Long conversations with LLMs hit context window limits. The typical solution is to truncate or naively summarize, losing information permanently. Lossless Context Management (LCM) takes a different approach: it builds a directed acyclic graph of summaries that compresses older messages while preserving the ability to drill back into any detail.

Your conversation never loses information. It just gets more compact.

See the animated visualization at losslesscontext.ai.

How It Works

LCM operates in two compaction passes that build a summary DAG:

Leaf pass — When the context window fills up, raw messages (excluding a protected "fresh tail" of recent messages) are chunked and summarized into leaf nodes at depth 0. Each leaf summary covers a group of messages and links back to the originals.

Condensed pass — When enough leaf summaries accumulate, they are themselves summarized into condensed nodes at depth 1. This process repeats upward: depth-1 summaries get condensed into depth-2, and so on. The result is a tree-like DAG where the root captures the entire conversation at high compression, and any branch can be expanded to recover full detail.
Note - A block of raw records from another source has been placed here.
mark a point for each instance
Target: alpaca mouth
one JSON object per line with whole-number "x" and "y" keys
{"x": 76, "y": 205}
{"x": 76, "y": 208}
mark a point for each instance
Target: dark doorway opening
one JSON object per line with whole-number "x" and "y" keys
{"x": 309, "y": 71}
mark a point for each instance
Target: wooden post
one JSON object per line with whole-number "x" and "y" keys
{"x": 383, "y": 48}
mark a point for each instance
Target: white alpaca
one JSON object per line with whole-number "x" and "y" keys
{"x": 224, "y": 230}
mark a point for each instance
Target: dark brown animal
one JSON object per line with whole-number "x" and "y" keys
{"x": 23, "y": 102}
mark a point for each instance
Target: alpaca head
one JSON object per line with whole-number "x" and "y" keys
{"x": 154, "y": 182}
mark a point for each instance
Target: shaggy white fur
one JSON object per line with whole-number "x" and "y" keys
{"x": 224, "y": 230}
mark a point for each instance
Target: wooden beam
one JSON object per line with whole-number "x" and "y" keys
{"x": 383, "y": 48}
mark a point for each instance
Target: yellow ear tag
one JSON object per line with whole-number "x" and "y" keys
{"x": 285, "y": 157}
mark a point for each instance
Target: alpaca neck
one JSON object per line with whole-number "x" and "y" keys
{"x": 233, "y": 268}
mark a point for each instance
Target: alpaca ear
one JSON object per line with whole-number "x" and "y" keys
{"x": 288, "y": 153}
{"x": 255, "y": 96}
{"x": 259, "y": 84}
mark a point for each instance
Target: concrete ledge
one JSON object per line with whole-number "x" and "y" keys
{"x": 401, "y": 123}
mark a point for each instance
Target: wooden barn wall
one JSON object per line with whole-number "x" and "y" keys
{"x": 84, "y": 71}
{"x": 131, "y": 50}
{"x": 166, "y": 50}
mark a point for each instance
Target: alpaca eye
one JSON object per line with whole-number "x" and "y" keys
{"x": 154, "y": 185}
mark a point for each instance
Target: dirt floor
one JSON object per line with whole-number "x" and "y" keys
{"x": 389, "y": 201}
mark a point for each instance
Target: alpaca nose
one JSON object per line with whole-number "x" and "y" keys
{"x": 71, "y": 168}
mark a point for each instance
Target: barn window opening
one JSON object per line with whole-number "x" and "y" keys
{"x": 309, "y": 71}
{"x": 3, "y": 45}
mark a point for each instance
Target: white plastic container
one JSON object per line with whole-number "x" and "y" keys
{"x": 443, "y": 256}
Context assembly reconstructs the optimal prompt by combining:

  • The highest-level summaries (covering the full history compactly)
  • The fresh tail (recent messages kept verbatim for continuity)

Cache-aware compaction adapts to prompt caching behavior. When the cache is hot (high hit rate), compaction backs off to avoid invalidating cached prefixes. When the cache is cold, compaction runs more aggressively.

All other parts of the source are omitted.